Carter, on the other hand, is more risk averse. But his POA, Bobbie Socks, has taught many kids to hunt through the years including him. “I call him Saint Bob because he just never puts a foot wrong and is such a good soul,” Michelle says.
“Sometimes it’s hard to get him to go because he likes to eat grass so much,” Carter says. “Sometimes on rainy days I’ll take him in the barn office and we’ll watch movies together. Ice Age is his favorite.”
Michelle remembers Carter’s first children’s day with Piedmont. The three of them had just emerged from the woods with the field. Michelle leapt over a small jump onto the road with Carter following her and Dustin behind him. “I’m thinking, ‘Bob will just step over it,’” she remembers. “But three strides out, he makes a bid for it and cranks his knees way up and jumps it like a six-board coop!” Carter stuck in the tack and has the picture to prove it. “He was so proud he wanted to jump that jump again all day.”
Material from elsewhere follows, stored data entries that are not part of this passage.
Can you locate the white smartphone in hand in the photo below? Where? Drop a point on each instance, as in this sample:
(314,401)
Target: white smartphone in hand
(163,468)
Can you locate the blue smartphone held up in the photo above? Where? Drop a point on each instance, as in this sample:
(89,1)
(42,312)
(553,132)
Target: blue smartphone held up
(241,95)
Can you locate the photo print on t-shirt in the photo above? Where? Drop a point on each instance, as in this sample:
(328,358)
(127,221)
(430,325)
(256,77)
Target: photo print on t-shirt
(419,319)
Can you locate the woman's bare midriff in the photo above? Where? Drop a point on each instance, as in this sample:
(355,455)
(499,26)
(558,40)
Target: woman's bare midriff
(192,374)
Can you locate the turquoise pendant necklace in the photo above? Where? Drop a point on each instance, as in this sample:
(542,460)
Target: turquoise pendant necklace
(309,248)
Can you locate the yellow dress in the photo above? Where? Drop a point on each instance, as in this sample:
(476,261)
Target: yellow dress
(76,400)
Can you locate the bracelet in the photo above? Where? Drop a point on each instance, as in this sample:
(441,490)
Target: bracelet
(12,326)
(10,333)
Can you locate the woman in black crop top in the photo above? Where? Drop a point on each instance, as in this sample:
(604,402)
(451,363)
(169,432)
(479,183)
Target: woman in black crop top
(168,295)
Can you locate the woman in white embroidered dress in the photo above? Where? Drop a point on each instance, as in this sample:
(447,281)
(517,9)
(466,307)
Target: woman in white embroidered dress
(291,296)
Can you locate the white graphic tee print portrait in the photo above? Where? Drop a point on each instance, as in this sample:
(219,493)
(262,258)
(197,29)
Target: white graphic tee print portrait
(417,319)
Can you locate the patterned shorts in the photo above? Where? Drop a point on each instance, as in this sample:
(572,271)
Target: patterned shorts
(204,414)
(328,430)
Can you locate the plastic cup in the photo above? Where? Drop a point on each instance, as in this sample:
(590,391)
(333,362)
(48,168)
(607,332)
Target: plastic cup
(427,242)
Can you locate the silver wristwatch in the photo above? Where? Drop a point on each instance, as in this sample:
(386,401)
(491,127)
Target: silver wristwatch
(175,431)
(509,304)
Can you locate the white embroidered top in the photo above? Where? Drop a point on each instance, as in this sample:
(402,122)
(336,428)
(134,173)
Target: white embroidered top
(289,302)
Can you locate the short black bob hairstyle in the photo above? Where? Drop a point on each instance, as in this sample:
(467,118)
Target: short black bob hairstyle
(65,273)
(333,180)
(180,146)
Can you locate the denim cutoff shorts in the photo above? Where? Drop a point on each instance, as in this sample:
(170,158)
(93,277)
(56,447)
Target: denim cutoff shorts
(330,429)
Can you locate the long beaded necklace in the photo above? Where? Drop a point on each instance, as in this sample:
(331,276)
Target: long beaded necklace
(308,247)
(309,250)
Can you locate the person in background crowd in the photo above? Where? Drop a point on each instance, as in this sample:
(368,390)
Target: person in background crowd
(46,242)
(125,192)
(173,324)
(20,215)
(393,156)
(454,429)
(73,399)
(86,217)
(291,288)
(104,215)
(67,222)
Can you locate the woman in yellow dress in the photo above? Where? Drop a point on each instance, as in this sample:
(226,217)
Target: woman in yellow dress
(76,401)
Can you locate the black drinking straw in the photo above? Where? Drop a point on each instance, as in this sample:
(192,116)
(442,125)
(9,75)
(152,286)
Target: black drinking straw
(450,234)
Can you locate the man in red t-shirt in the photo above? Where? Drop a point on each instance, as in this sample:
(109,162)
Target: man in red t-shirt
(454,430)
And in ways like those, foxhunting has helped Carter and Ellie grow and balance individually. “Hunting has taken Carter out of his comfort zone,” Michelle says. “He says it’s made him realize he can do so much more than he thought he could. That translates to school and other aspects of his life that have been challenging for him.”
For Ellie, “I believe hunting has helped give her the discipline she needs to hunt,” she says. “Plus, it’s also carried over into school and life in general.”
Especially now, during COVID-19, Ellie and Carter look forward to hunting as much as their parents do. It’s something they’re proud to work toward. It brings stability during a confusing and difficult time for everyone. But they also understand that, “having a pony and foxhunting is a very special privilege,” Michelle says. “They know they have to work hard, be kind, and help when asked.”